The method of claim 1, wherein the second heat treatment step involves heat treating the lactic acid bacteria at 90°C to 121°C for 1 hour to 4 hours.
Lactobacillus Plantarum CJLP133 deposited with accession number KCTC 11403BP, Lactobacillus Plantarum CJLP243 deposited with accession number KCTC 11045P, and Lactobacillus Plantarum CJLP55 strain deposited with accession number KCTC 11401BP. A first heat treatment step of heat treating one or more lactic acid bacteria at 40°C or more and less than 60°C for 6 to 56 hours; and
A method of increasing the immune-modulating ability of dead lactic acid bacteria comprising a second heat treatment step of heat treating the lactic acid bacteria at 90°C to 125°C for 10 minutes to 4 hours.

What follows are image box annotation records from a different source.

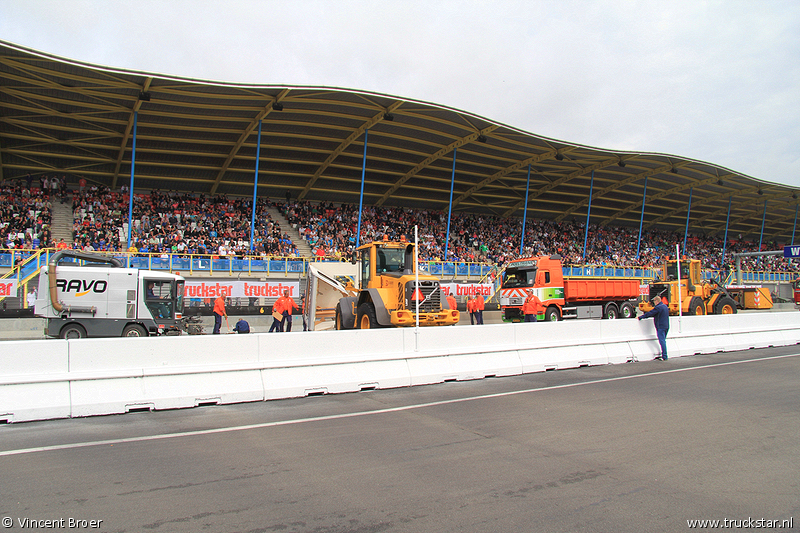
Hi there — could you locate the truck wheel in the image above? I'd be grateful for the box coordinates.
[122,324,147,337]
[714,296,736,315]
[357,302,381,329]
[544,305,561,322]
[619,302,636,318]
[61,324,86,339]
[686,296,706,316]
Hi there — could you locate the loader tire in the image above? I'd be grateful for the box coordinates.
[686,296,706,316]
[60,324,86,339]
[333,304,345,331]
[603,302,619,320]
[619,302,636,318]
[544,305,561,322]
[356,302,381,329]
[714,296,736,315]
[122,324,147,337]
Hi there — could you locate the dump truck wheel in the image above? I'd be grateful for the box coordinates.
[603,302,619,320]
[686,296,706,316]
[61,324,86,339]
[619,302,636,318]
[357,302,381,329]
[714,296,736,315]
[122,324,147,337]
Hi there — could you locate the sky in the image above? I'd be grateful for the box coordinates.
[0,0,800,186]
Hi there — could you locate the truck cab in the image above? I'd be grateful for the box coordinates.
[34,250,185,339]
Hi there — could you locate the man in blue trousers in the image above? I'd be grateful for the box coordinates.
[639,296,669,361]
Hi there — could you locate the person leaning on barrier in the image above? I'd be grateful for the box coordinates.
[211,295,228,335]
[281,289,300,331]
[268,297,283,333]
[233,318,250,333]
[522,289,544,322]
[475,294,486,324]
[467,296,475,326]
[447,294,458,309]
[639,296,669,361]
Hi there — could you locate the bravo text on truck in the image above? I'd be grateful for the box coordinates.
[34,250,185,339]
[332,241,459,330]
[500,255,639,322]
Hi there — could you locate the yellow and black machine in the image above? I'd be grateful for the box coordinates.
[639,259,772,315]
[335,240,459,330]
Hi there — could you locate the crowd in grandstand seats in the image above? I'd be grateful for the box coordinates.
[0,176,800,271]
[0,176,52,250]
[73,187,297,257]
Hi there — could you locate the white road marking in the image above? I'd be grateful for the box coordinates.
[0,353,800,457]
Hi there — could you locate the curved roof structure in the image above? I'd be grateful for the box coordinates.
[0,41,798,243]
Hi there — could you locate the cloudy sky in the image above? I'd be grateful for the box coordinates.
[0,0,800,185]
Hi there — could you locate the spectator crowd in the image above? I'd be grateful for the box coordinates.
[0,176,799,271]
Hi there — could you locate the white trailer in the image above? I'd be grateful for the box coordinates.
[303,262,358,331]
[34,250,185,339]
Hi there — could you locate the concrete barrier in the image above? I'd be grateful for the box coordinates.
[0,312,800,422]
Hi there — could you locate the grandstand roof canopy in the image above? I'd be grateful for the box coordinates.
[0,41,798,244]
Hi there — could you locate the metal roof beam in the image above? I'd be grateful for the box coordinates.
[375,125,498,206]
[211,89,289,194]
[297,100,403,200]
[111,78,153,189]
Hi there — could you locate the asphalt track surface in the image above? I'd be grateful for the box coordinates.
[0,346,800,533]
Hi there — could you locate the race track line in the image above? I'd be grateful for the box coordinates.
[0,353,800,457]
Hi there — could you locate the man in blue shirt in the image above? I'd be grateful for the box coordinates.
[639,296,669,361]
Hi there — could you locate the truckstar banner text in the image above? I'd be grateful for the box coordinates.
[184,280,300,298]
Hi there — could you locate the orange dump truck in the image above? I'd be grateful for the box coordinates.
[500,255,640,322]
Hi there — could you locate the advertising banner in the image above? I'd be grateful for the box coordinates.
[441,283,492,298]
[185,280,300,299]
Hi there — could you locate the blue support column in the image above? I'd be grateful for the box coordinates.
[682,187,694,254]
[250,120,261,254]
[443,148,458,261]
[126,111,139,258]
[519,163,531,257]
[719,196,733,268]
[583,170,594,261]
[356,129,369,248]
[636,178,647,259]
[758,200,767,252]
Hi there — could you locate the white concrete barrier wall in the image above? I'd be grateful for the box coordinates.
[0,312,800,422]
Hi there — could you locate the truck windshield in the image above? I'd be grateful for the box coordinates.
[503,268,536,289]
[375,248,405,274]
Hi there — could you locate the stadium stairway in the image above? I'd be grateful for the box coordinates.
[267,207,313,257]
[50,194,74,247]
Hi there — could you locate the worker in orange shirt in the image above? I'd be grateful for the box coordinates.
[475,294,486,324]
[300,294,308,331]
[269,296,283,333]
[522,289,544,322]
[447,292,458,309]
[281,289,300,331]
[212,295,228,335]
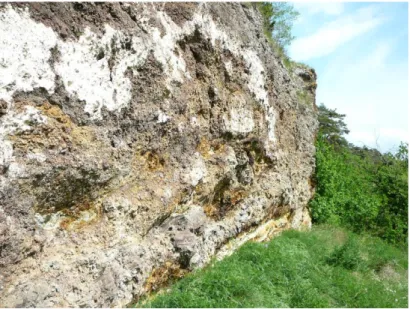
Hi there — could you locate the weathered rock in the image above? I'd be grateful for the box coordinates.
[0,3,317,307]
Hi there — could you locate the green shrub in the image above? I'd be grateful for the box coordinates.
[310,110,408,245]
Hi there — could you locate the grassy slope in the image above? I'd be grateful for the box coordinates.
[137,226,408,307]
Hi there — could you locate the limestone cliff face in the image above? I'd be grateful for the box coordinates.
[0,3,317,307]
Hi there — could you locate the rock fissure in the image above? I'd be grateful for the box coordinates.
[0,3,317,307]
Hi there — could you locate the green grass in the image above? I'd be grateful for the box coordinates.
[136,226,408,308]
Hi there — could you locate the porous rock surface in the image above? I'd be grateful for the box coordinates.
[0,3,317,307]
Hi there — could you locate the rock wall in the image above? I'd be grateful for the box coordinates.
[0,3,317,307]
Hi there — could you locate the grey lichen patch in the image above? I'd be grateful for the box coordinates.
[0,3,317,307]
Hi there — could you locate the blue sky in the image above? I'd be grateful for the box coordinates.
[288,2,408,152]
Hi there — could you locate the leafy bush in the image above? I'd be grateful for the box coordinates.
[310,103,408,245]
[255,2,299,49]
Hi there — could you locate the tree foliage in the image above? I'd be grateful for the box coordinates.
[310,106,408,244]
[256,2,299,49]
[318,103,349,146]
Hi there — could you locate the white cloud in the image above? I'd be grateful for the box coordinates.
[289,6,385,61]
[292,2,344,16]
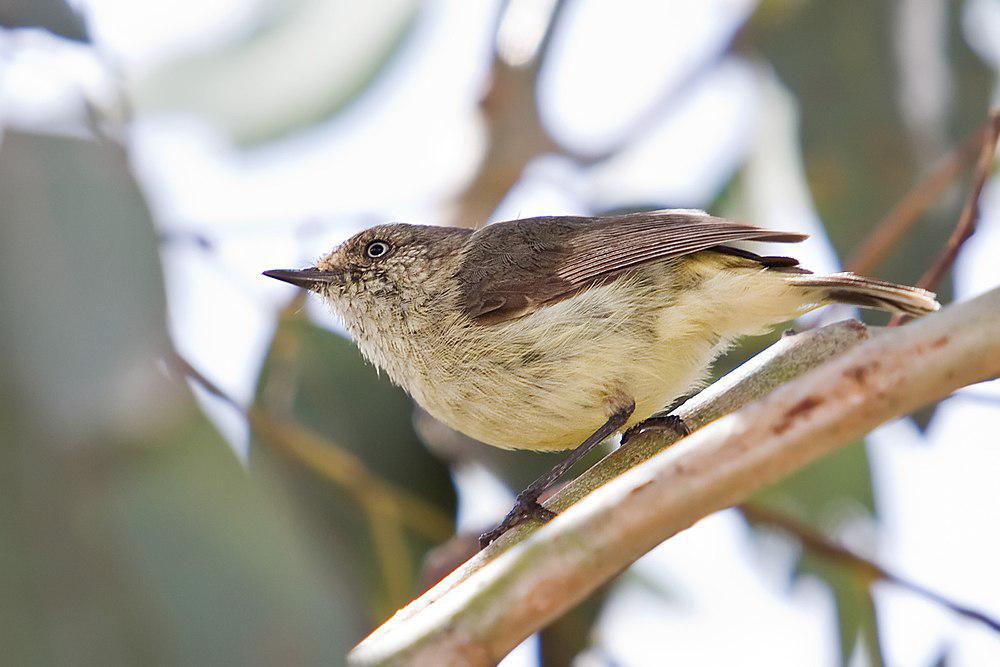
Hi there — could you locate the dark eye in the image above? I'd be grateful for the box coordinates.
[365,241,390,259]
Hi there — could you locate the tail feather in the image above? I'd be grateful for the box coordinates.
[787,273,941,317]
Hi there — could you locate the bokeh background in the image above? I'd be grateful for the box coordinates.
[0,0,1000,665]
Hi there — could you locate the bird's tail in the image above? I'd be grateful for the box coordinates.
[786,273,941,317]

Lactobacillus Plantarum CJLP133 deposited with accession number KCTC 11403BP, Lactobacillus Plantarum CJLP243 deposited with accession number KCTC 11045BP, and Lactobacillus Plantarum CJLP55 strain deposited with accession number KCTC 11401BP. A first heat treatment step of heat treating one or more lactic acid bacteria at 40°C or more and less than 60°C for 6 to 56 hours; and
A method of increasing the interferon gamma production ability or interleukin-4 reduction ability of dead lactic acid bacteria cells comprising a second heat treatment step of heat treating lactic acid bacteria of the genus Lactobacillus at 90°C to 125°C for 10 minutes to 4 hours.

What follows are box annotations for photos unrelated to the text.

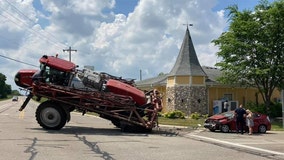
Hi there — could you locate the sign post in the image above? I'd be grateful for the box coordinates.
[281,89,284,128]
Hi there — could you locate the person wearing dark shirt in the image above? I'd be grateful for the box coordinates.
[235,104,246,134]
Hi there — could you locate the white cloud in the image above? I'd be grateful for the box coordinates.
[0,0,227,89]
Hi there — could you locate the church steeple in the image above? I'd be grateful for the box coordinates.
[169,26,206,76]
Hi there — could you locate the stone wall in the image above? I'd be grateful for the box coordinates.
[166,86,208,115]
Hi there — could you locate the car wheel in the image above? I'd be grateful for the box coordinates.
[258,124,266,133]
[221,124,230,133]
[36,101,67,130]
[209,129,215,132]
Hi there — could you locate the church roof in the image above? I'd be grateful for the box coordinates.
[169,28,206,76]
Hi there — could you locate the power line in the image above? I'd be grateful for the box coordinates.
[0,0,66,48]
[63,47,77,62]
[0,54,38,67]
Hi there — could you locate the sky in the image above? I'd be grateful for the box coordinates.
[0,0,273,90]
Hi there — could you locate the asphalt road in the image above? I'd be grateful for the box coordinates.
[0,97,284,160]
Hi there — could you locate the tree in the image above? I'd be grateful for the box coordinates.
[212,0,284,112]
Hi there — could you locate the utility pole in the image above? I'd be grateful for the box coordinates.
[63,47,77,62]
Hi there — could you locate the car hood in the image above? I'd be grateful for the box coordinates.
[208,115,226,120]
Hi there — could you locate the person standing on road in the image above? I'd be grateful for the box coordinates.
[235,104,246,134]
[246,109,254,135]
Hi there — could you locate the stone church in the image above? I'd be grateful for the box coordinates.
[136,27,280,115]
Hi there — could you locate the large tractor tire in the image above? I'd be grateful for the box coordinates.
[36,101,67,130]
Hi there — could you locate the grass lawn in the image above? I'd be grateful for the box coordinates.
[159,117,284,131]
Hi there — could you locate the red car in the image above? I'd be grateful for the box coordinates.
[204,111,271,133]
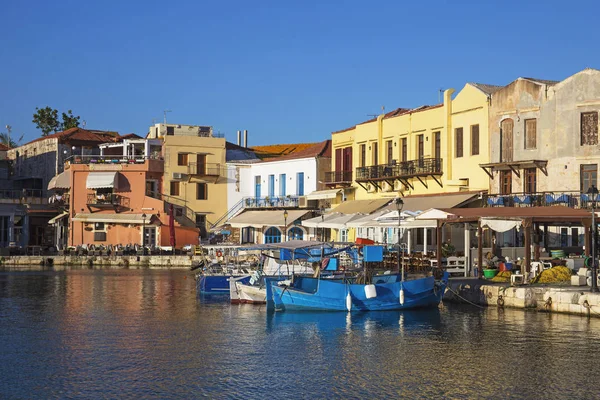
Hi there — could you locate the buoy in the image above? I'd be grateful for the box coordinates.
[346,292,352,311]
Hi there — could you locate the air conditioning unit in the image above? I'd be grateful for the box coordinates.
[298,196,308,208]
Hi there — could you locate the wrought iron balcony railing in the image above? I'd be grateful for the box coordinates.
[356,158,443,182]
[325,171,352,184]
[243,196,298,208]
[188,163,225,176]
[483,191,600,209]
[87,193,129,208]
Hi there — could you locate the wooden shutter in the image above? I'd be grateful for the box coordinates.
[581,111,598,145]
[525,119,537,149]
[471,125,479,156]
[500,119,514,162]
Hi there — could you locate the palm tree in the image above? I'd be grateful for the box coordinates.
[0,132,19,149]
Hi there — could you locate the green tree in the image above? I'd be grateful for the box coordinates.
[0,132,19,149]
[61,110,80,131]
[31,107,61,136]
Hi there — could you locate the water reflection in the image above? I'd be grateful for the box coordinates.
[0,270,600,399]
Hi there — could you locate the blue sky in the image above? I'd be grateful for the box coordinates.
[0,0,600,145]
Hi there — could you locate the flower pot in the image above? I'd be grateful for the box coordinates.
[483,269,498,279]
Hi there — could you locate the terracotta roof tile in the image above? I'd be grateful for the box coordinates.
[264,140,331,161]
[25,128,120,145]
[249,143,316,160]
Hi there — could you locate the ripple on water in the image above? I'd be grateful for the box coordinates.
[0,270,600,399]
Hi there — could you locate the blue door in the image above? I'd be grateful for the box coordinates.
[269,175,275,199]
[296,172,304,196]
[279,174,285,197]
[254,175,260,199]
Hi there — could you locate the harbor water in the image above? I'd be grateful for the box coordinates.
[0,269,600,399]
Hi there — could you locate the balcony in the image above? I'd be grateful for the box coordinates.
[324,171,352,187]
[242,196,298,208]
[483,191,600,209]
[356,158,443,189]
[188,163,225,179]
[86,193,129,212]
[0,189,48,204]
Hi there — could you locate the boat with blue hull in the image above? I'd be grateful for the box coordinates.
[267,272,448,311]
[196,275,250,294]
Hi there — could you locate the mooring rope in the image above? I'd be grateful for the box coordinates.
[446,285,485,308]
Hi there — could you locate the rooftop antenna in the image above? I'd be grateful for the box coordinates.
[6,125,12,148]
[163,110,172,124]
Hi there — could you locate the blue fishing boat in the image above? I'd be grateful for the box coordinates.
[267,272,448,311]
[267,246,448,311]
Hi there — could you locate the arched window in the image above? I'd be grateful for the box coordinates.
[265,226,281,243]
[288,226,304,240]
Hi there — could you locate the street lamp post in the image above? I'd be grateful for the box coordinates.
[283,210,288,242]
[142,213,146,255]
[587,185,599,292]
[319,206,325,242]
[396,197,404,280]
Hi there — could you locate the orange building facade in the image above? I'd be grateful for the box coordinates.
[65,156,198,248]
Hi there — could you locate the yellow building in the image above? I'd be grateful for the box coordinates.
[146,124,227,236]
[326,83,500,243]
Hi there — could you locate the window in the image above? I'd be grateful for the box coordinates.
[177,153,188,165]
[385,140,394,164]
[279,174,286,197]
[360,144,367,167]
[471,124,479,156]
[433,131,442,159]
[296,172,304,196]
[560,228,569,247]
[524,168,537,193]
[579,164,598,193]
[268,175,275,198]
[170,181,179,196]
[265,226,281,243]
[340,229,348,242]
[581,111,598,146]
[454,128,463,158]
[500,171,512,194]
[288,226,304,240]
[525,118,537,150]
[242,226,254,244]
[372,142,379,165]
[196,183,208,200]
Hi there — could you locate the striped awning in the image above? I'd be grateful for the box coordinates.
[73,213,153,225]
[48,171,71,190]
[86,171,118,189]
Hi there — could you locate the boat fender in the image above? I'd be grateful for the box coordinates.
[365,285,377,299]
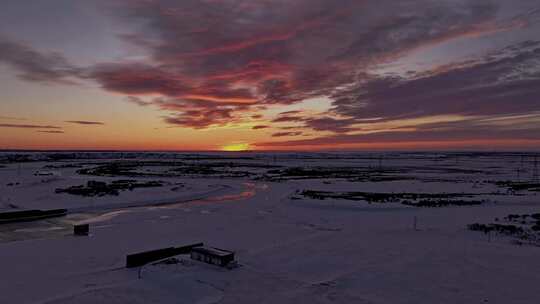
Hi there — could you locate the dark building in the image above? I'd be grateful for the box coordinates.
[191,247,234,267]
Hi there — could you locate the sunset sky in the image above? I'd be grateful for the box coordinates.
[0,0,540,151]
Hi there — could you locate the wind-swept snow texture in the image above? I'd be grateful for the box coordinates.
[0,152,540,304]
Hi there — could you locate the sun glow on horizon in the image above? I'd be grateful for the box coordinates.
[221,143,250,152]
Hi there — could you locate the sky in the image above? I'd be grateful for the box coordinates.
[0,0,540,151]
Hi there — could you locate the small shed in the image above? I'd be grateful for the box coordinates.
[191,247,234,267]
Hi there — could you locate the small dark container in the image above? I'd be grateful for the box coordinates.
[73,224,90,236]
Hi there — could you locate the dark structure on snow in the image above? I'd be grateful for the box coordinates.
[126,243,204,268]
[191,247,234,267]
[73,224,90,236]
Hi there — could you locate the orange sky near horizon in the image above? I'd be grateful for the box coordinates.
[0,0,540,151]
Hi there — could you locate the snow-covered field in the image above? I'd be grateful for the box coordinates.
[0,152,540,304]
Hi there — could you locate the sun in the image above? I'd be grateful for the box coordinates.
[221,143,249,152]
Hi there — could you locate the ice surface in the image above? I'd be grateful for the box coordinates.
[0,152,540,304]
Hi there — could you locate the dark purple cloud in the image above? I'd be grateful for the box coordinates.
[0,123,61,129]
[272,131,302,137]
[0,36,79,83]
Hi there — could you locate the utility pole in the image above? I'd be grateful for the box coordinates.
[533,155,538,182]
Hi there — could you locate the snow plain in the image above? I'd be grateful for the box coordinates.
[0,152,540,304]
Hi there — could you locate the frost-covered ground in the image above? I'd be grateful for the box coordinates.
[0,152,540,303]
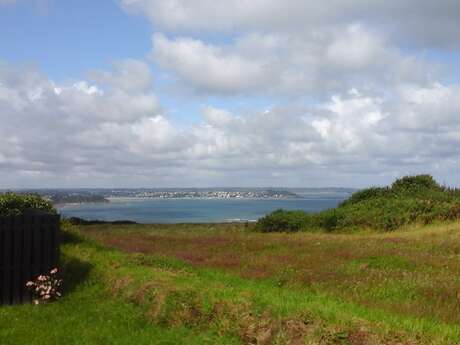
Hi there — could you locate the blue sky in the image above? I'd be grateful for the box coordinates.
[0,0,460,187]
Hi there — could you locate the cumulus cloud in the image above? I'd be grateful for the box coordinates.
[0,60,460,185]
[120,0,460,49]
[152,34,270,93]
[152,23,434,97]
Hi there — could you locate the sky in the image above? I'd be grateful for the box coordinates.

Lactobacillus Plantarum CJLP133 deposited with accession number KCTC 11403BP, Lactobacillus Plantarum CJLP243 deposited with accession number KCTC 11045P, and Lactobacillus Plantarum CJLP55 strain deposited with accession number KCTC 11401BP. A first heat treatment step of heat treating one or more lactic acid bacteria at 40°C or more and less than 60°C for 6 to 56 hours; and
A method for increasing the ability of dead lactic acid bacteria to inhibit attachment of harmful intestinal bacteria, comprising a second heat treatment step of heat treating the lactic acid bacteria at 90°C to 125°C for 10 minutes to 4 hours.
A dead lactic acid bacteria body produced by the method of any one of claims 1 to 8.
A food composition containing the dead lactic acid bacteria of claim 9.
The food composition according to claim 10, wherein the food composition is for immune regulation.
A pharmaceutical composition comprising the dead lactic acid bacteria of claim 9.
A feed composition containing the dead lactic acid bacteria of claim 9.